Les études irlandaises dans les pays francophones sont une source extraordinaire de richesse intellectuelle et de passions pour ce petit pays ; mais la musique traditionnelle, pourtant essentielle à sa compréhension, est quasiment absente de ces échanges et de ces débats – et le retard est considérable4 : on pourra donc considérer en premier lieu que la francophonie souffre d’un manque d’études et d’analyses critiques du fait musical irlandais ; mais, bien davantage encore et au-delà de la passion pour cette musique qui anime beaucoup d’entre nous, nous avons besoin d’un ouvrage de fond qui remonte autant que possible aux sources, vérifie les informations maintes fois entendues et colportées, en présente le contexte et en fournit les détails existants. C’est un premier pas dans ce sens que propose cet ouvrage en français qui, je le répète, ne prétendra en aucune façon couvrir en si peu de pages tous les champs d’études possibles qu’offre ce vaste domaine de recherche : chaque paragraphe pourrait d’ailleurs à lui seul justifier la rédaction d’un ouvrage ou d’une thèse de doctorat. J’espère cependant que, en partie grâce aux nombreuses pistes d’exploration recensées ici, l’étude de la musique irlandaise prendra enfin toute sa place dans ← xx | xxi → le monde universitaire francophone et que les décennies à venir verront de nouveaux chercheurs et passionnés s’intéresser de très près à l’histoire de cet univers fascinant.

Parcourir l’histoire de la musique en Irlande, c’est avant tout passer en revue l’histoire du pays, ainsi que les différents éléments qui la composent et qui l’ont façonnée : les six chapitres de cet ouvrage suivent donc un développement aussi linéaire que possible, avec quelques chevauchements inévitables, tout en restant cadrés par des événements marquants.
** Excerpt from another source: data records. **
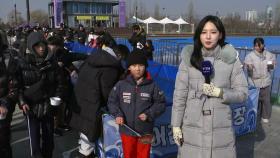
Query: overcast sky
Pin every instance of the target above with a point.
(172, 7)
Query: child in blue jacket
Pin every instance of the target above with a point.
(136, 102)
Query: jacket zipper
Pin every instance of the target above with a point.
(134, 110)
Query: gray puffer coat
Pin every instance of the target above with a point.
(212, 135)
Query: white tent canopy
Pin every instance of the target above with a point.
(150, 20)
(180, 22)
(164, 21)
(138, 19)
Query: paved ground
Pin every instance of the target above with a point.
(264, 143)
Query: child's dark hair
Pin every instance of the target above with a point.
(124, 51)
(136, 27)
(56, 40)
(258, 41)
(196, 57)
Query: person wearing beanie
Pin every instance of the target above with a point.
(136, 102)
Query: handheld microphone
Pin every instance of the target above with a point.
(207, 70)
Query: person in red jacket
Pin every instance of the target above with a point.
(136, 102)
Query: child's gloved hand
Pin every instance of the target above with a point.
(211, 90)
(119, 120)
(177, 135)
(143, 117)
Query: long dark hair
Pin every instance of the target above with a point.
(196, 57)
(259, 41)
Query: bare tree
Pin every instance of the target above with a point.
(277, 17)
(39, 16)
(156, 11)
(190, 14)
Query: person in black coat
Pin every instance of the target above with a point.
(40, 78)
(138, 37)
(8, 97)
(64, 60)
(97, 76)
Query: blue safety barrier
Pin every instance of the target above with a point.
(244, 117)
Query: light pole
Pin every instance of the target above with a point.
(136, 13)
(164, 11)
(15, 13)
(27, 12)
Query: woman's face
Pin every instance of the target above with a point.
(259, 47)
(210, 36)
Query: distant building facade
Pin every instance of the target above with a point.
(100, 13)
(251, 15)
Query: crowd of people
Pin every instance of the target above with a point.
(36, 67)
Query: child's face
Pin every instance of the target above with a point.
(137, 71)
(40, 49)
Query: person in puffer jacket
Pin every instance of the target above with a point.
(136, 102)
(40, 78)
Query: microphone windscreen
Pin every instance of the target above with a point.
(207, 68)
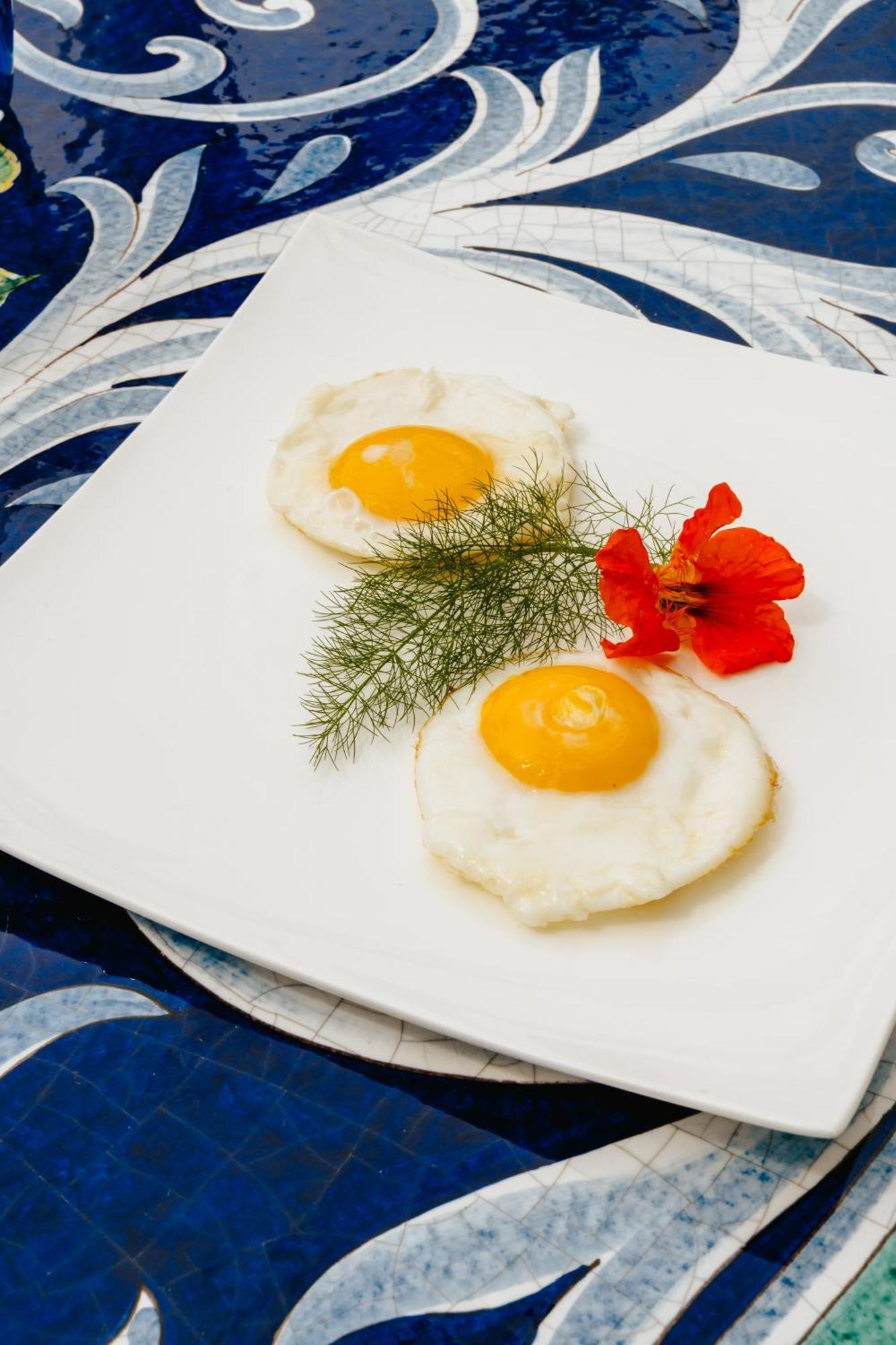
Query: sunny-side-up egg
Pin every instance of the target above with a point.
(585, 786)
(364, 458)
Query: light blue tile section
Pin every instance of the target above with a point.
(54, 493)
(32, 1024)
(786, 1292)
(314, 161)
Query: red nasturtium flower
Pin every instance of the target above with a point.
(717, 590)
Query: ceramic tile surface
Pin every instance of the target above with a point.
(196, 1149)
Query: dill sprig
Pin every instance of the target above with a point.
(448, 599)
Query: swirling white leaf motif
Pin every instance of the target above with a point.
(267, 17)
(314, 161)
(877, 154)
(198, 64)
(776, 299)
(768, 170)
(654, 1217)
(32, 1024)
(143, 1325)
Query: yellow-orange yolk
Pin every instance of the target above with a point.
(569, 728)
(400, 473)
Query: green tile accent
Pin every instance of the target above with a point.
(866, 1312)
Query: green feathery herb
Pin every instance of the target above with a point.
(443, 602)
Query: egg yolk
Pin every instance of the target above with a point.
(569, 728)
(400, 473)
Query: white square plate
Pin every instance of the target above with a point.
(153, 631)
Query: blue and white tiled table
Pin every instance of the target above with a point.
(194, 1149)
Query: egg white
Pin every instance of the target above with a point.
(555, 856)
(509, 424)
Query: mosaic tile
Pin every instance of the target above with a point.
(196, 1149)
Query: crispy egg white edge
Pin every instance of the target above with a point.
(298, 477)
(450, 833)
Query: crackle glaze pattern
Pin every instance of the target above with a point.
(196, 1149)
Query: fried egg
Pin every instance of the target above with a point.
(364, 458)
(588, 785)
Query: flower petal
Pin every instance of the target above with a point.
(721, 509)
(630, 594)
(743, 640)
(745, 564)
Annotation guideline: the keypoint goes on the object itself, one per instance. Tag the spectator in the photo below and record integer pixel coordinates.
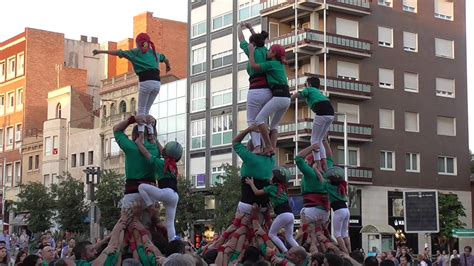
(466, 258)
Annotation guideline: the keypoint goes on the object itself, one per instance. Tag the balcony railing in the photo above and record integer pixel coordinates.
(308, 36)
(339, 85)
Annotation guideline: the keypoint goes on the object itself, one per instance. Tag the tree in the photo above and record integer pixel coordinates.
(70, 205)
(38, 201)
(227, 194)
(190, 205)
(108, 195)
(450, 210)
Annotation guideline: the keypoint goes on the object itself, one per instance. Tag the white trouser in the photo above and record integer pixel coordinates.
(147, 93)
(341, 223)
(256, 99)
(321, 126)
(276, 106)
(151, 194)
(314, 214)
(284, 220)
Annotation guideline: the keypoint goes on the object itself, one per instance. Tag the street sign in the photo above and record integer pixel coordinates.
(421, 211)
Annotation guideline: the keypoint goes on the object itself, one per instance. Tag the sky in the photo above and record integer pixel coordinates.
(113, 21)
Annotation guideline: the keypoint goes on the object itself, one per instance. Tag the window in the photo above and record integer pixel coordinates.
(11, 102)
(2, 71)
(347, 27)
(386, 118)
(18, 131)
(221, 91)
(90, 158)
(347, 70)
(444, 48)
(387, 160)
(447, 165)
(386, 78)
(20, 70)
(198, 134)
(11, 67)
(30, 163)
(19, 99)
(410, 82)
(353, 156)
(122, 107)
(249, 9)
(412, 162)
(17, 173)
(410, 6)
(48, 146)
(2, 104)
(198, 96)
(387, 3)
(198, 29)
(10, 136)
(73, 160)
(222, 21)
(446, 126)
(46, 180)
(412, 122)
(81, 159)
(386, 37)
(221, 130)
(198, 57)
(444, 9)
(351, 110)
(410, 41)
(445, 87)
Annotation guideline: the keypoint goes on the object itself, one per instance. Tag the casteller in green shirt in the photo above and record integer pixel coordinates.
(253, 165)
(142, 61)
(313, 96)
(260, 56)
(136, 165)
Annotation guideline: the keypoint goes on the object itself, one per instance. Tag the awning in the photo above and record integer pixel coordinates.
(378, 229)
(463, 233)
(20, 220)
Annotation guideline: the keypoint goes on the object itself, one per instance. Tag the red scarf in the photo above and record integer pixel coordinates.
(170, 165)
(143, 38)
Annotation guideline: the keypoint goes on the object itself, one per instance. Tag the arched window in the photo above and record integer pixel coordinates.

On retrouvera tout d’abord les premières strates de la culture irlandaise durant l’Antiquité : les influences pré-celtiques et celtiques, puis romaines dans une moindre mesure (via l’île de Bretagne) et enfin chrétiennes à partir du Ve siècle de notre ère ; viendront ensuite les invasions scandinaves du VIIIe au XIe siècle, l’emprise grandissante des Anglo-Normands à partir de 1169, qui devient plus spécifiquement anglaise à partir du XIVe siècle et qui s’accentue après la conversion au protestantisme du roi Henri VIII en 1534 à Londres.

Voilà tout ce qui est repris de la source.